Systems like Oracle ERM help “assess risk for a portfolio across multiple parameters” and provide a powerful way of collecting data from users by asking them how ‘risky’ is their part of a business process and then roll up the total risk in the business process. This approach of self-assessments may actually be a very bad idea for an effective risk mitigation program, since users can answer self-guided questionnaires any way they feel like. It’s called GIGO, garbage in garbage out – i.e. a system that rolls up a bunch of arbitrary answers will give an arbitrary result which might help the auditor rack up billable hours but may not help the management anticipate and mitigate threats in a cost-effective way.
Most of these systems seem to try to satisfy one kind of compliance regulation or another. Asking a bunch of people how risky their part of the business process whether they care about it or not is not a good way of ensuring quality data collection. This sort of risk assessment doesn’t help people do their job better and doesn’t help a business protect customer data more effectively.
Another vulnerability of enterprise risk management stems from a standardized check list approach which encourages under-thinking the analysis and over-spending on the solution. Check lists like PCI DSS 1.2 were outdated the moment they were publicized and comprehensive checklists like ISO27001 are lacking security metrics and prioritization of control implementation – although, I will grant that ISO is moving in that direction.
While checklist applications are important for the customer and the auditor in order to prove compliance – sticking blindly to a checklist doesn’t help an organization find cost-effective security controls, respond to new threats or sustain a consistent level of security.
There are a few things that I’d like to see in a next generation risk management system that might help organizations get out from under their rock and discover new threats and new ways of implementing countermeasures:
- Believe it or not – a totally different user interface – like maybe Facebook for risk assessment. If risk assessment was a must-have business resource like general ledger, then the user interface might not matter but I suspect that a social-networking application of risk data collection and collaboration between analysts, attackers, vendors and managers might go a long way.

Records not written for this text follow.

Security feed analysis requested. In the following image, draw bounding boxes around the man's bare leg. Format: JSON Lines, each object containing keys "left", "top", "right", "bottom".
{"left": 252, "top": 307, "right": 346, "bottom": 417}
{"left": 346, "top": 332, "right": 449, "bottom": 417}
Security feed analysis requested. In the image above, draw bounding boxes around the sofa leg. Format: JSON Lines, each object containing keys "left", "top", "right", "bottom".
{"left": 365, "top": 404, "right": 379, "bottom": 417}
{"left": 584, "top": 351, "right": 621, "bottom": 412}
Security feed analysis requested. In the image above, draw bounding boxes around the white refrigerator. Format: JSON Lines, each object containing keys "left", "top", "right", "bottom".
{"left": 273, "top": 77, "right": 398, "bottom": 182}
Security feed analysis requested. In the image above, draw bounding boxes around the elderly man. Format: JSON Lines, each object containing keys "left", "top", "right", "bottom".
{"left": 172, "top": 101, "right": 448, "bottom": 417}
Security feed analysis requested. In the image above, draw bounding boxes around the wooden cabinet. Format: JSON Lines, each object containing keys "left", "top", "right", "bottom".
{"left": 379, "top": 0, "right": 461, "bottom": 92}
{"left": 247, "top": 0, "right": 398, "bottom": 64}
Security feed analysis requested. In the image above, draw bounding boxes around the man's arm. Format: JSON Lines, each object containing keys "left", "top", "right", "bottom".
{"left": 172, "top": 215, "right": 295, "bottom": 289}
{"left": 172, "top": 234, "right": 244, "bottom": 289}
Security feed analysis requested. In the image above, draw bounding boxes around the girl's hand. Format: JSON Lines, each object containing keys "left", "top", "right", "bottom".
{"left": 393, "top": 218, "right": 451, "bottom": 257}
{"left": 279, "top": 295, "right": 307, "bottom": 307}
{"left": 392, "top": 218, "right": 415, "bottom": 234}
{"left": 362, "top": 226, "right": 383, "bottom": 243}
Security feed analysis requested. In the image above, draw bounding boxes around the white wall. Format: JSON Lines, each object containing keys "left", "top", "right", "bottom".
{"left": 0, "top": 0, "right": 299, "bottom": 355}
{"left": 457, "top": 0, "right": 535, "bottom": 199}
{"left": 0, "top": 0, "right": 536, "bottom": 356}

SMS and email, for example, were hard to use when they were first introduced, but the network connectivity value that users got out of it was so high that people used it anyway and then the applications took off like sky rockets.
- Global catalog of risk model classes & entities – like a Wikipedia of risk
- Multiple language support (let’s face it, most of the world doesn’t speak English)
- Open source plugin risk models and model inheritance – that would enable a threat analyst in India to build a risk model base class and have an analyst in San Francisco be able to inherit the model and add new functionality
- Risk model authoring and entitlement – this would help risk analysts monetize their efforts.